Segera kusambar tangan mertuaku yang terjulur. Dengan sedikit membungkuk, kucium bolak-balik tangan bapak mertua. “Lu jaga diri baik-baik di sana. Urusan doa dan amalan apa, paham gua mah, lu lebih ngarti dah,” wanti-wanti mertua.

Beberapa patah kata masih melompat sejenak dari mulutnya. Ia mendoakanku dan memohon agar aku mendoakannya kelak di tanah suci. Seingatku, inilah saat paling dekat antara aku dan mertua. Dengan iringan doa mereka dan doaku, aku berlayar.

Sekian lama berlayar, akhirnya kakiku kembali berpijak di timur tengah. Mekkah malam menyuguhkan dingin yang membekukan. Angin tajam menusuk tulang bagai jarum-jarum halus. Kalau tidak terbiasa hidup sederhana, tentu aku sudah kembali ke tanah air. Untung aku tidak sendiri. Aku ada di tengah ratusan ribu orang. Jemaah haji melantunkan apa saja yang sekiranya dapat mendekatkan kepada Tuhan seru sekalian alam. Kalau sudah dekat, entah apa yang mereka harap, bukan menjadi urusanku. Itu semua berpulang kepada hak pribadi masing-masing.

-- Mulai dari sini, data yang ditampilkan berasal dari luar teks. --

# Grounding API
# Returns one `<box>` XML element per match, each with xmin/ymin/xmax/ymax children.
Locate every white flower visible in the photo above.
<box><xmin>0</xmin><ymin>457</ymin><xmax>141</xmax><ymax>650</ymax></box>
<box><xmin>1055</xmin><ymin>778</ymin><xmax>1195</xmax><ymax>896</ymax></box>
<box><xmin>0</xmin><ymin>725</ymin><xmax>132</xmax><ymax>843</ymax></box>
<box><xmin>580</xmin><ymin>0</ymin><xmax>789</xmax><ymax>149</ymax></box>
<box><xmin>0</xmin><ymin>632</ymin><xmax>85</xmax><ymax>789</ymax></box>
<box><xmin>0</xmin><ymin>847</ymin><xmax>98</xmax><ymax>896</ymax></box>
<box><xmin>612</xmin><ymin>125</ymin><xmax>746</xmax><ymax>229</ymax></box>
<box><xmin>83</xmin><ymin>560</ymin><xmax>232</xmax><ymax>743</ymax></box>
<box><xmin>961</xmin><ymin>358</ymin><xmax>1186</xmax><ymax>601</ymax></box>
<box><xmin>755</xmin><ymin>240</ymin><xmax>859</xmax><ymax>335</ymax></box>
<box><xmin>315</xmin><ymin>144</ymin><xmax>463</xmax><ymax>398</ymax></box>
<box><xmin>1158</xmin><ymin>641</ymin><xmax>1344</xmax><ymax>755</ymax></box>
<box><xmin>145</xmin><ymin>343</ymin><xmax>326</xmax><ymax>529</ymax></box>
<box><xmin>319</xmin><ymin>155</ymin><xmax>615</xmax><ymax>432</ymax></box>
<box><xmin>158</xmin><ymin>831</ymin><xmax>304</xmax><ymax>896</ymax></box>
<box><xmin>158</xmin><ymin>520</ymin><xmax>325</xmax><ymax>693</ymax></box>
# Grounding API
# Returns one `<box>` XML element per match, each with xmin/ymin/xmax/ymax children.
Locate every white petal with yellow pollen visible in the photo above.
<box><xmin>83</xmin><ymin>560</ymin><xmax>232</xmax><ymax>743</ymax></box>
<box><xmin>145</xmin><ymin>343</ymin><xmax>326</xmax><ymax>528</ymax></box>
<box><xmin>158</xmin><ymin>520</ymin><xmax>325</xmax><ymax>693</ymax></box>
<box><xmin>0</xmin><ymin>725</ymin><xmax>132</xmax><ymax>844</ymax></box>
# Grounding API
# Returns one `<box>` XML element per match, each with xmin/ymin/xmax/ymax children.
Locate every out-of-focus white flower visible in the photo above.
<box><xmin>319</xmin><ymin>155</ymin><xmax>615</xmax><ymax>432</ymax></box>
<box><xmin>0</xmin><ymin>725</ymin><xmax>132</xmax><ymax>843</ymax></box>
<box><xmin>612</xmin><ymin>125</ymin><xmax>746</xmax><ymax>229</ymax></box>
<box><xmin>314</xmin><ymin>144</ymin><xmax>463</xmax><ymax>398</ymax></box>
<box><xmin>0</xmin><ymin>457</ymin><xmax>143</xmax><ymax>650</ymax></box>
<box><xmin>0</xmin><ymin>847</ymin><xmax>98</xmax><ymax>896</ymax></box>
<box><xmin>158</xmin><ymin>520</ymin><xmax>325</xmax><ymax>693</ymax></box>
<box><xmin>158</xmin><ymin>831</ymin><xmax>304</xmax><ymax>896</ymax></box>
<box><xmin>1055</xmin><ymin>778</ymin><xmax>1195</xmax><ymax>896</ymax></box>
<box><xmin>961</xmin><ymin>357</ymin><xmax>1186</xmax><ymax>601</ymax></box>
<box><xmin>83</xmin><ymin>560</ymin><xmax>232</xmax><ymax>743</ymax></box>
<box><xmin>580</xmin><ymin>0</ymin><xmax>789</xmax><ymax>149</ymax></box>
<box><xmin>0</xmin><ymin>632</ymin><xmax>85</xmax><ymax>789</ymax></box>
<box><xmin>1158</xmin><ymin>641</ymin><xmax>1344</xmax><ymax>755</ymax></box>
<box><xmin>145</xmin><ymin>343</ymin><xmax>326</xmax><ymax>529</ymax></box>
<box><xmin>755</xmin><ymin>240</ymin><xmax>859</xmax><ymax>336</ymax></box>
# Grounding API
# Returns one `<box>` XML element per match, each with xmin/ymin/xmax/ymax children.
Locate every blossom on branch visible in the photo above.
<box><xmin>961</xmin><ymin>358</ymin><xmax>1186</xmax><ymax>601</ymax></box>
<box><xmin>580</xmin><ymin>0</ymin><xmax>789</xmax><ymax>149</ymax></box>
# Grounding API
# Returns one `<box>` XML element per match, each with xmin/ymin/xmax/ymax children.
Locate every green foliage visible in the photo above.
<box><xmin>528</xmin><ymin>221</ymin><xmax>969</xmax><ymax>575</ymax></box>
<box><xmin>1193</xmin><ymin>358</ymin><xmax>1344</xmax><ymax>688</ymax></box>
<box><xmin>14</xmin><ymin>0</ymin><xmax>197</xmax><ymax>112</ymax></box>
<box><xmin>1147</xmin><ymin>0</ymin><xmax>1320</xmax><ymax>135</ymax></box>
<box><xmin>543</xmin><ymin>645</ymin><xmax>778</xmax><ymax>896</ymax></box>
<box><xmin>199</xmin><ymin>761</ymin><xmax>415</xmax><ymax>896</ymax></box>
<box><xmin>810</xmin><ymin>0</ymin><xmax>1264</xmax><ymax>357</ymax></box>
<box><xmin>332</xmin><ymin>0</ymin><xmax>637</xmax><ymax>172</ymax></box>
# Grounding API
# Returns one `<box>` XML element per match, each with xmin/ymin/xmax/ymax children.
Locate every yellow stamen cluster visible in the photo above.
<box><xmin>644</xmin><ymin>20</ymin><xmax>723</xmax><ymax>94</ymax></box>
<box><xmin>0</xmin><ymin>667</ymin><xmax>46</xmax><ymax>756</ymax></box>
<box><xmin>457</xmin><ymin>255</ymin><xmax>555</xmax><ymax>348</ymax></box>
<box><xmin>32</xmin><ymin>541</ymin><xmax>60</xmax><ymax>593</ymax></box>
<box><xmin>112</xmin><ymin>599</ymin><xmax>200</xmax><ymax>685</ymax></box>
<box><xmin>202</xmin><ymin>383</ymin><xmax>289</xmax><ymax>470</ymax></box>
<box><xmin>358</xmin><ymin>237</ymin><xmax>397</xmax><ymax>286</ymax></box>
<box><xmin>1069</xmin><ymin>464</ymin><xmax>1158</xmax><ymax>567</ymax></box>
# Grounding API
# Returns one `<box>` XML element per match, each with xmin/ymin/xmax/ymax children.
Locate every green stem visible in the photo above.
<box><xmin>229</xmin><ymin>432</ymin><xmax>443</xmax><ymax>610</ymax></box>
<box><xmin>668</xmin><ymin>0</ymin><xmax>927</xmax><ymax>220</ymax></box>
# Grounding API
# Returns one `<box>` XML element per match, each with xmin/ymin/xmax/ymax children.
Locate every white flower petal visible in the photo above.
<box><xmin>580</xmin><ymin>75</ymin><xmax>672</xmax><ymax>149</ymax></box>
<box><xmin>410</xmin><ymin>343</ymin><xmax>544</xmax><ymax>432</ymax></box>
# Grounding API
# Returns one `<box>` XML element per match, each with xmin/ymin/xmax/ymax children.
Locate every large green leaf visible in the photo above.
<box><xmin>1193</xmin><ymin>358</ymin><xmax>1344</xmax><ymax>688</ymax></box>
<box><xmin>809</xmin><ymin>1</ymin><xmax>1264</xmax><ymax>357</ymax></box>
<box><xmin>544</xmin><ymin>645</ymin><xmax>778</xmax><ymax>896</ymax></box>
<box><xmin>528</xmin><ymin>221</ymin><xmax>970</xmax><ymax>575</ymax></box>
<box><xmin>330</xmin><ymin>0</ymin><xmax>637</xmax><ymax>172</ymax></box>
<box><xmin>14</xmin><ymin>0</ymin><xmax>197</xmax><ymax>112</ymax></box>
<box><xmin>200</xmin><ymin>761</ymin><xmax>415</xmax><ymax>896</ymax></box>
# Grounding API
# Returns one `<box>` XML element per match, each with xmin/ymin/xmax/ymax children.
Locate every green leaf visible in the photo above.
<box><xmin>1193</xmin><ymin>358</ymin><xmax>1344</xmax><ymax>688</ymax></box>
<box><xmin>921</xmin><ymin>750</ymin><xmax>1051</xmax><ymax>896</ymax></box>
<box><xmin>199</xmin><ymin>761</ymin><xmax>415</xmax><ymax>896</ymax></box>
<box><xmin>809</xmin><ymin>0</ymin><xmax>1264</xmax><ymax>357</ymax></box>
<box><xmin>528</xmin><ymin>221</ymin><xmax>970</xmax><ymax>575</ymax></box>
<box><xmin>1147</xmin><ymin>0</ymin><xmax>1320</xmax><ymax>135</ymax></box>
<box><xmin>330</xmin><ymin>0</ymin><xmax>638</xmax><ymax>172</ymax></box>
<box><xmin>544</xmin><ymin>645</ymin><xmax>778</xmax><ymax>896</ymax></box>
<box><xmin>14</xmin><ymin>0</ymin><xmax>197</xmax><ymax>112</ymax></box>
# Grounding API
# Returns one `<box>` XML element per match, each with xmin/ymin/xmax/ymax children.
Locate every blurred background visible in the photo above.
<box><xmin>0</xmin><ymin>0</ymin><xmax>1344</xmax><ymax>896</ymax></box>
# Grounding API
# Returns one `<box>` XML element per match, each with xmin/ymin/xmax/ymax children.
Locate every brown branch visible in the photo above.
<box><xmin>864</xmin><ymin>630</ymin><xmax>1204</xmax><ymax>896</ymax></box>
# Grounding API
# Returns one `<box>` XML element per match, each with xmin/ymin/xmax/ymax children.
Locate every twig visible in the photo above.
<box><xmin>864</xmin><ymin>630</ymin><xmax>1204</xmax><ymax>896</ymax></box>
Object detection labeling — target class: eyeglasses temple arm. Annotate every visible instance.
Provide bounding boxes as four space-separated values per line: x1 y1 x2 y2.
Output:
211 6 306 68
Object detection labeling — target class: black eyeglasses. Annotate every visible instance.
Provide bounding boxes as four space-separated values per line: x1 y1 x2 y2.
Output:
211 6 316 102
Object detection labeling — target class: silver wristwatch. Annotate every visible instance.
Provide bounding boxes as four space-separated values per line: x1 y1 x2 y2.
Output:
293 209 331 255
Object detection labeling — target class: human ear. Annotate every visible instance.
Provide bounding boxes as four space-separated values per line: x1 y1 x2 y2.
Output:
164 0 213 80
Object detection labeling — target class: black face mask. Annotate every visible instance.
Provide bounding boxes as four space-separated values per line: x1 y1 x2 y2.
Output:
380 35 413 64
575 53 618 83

Aku pun demikian. Segala daya kumanfaatkan untuk mengamalkan sunah sesuai dengan waktu dan tempatnya. Inilah panggilan tanah suci untuk kedua kalinya kutunaikan kewajiban haji. Ya, ini tahun 1960-an. Di tengah ratusan ribu, aku laiknya sebutir di keluasan ladang pasir. Aku tidak lebih berharga dari yang lain. Semua memuji kebesaranNya, tidak kecuali aku.

Mumpung di sini pikirku, aku beranjangsana ke kediaman para ulama-ulama ahlussunah di tanah haram. Salah satunya, Syekh Yasin Alfadani. Darinya, aku mendapatkan banyak hal; kitab, ijazah, dan teristimewa doa.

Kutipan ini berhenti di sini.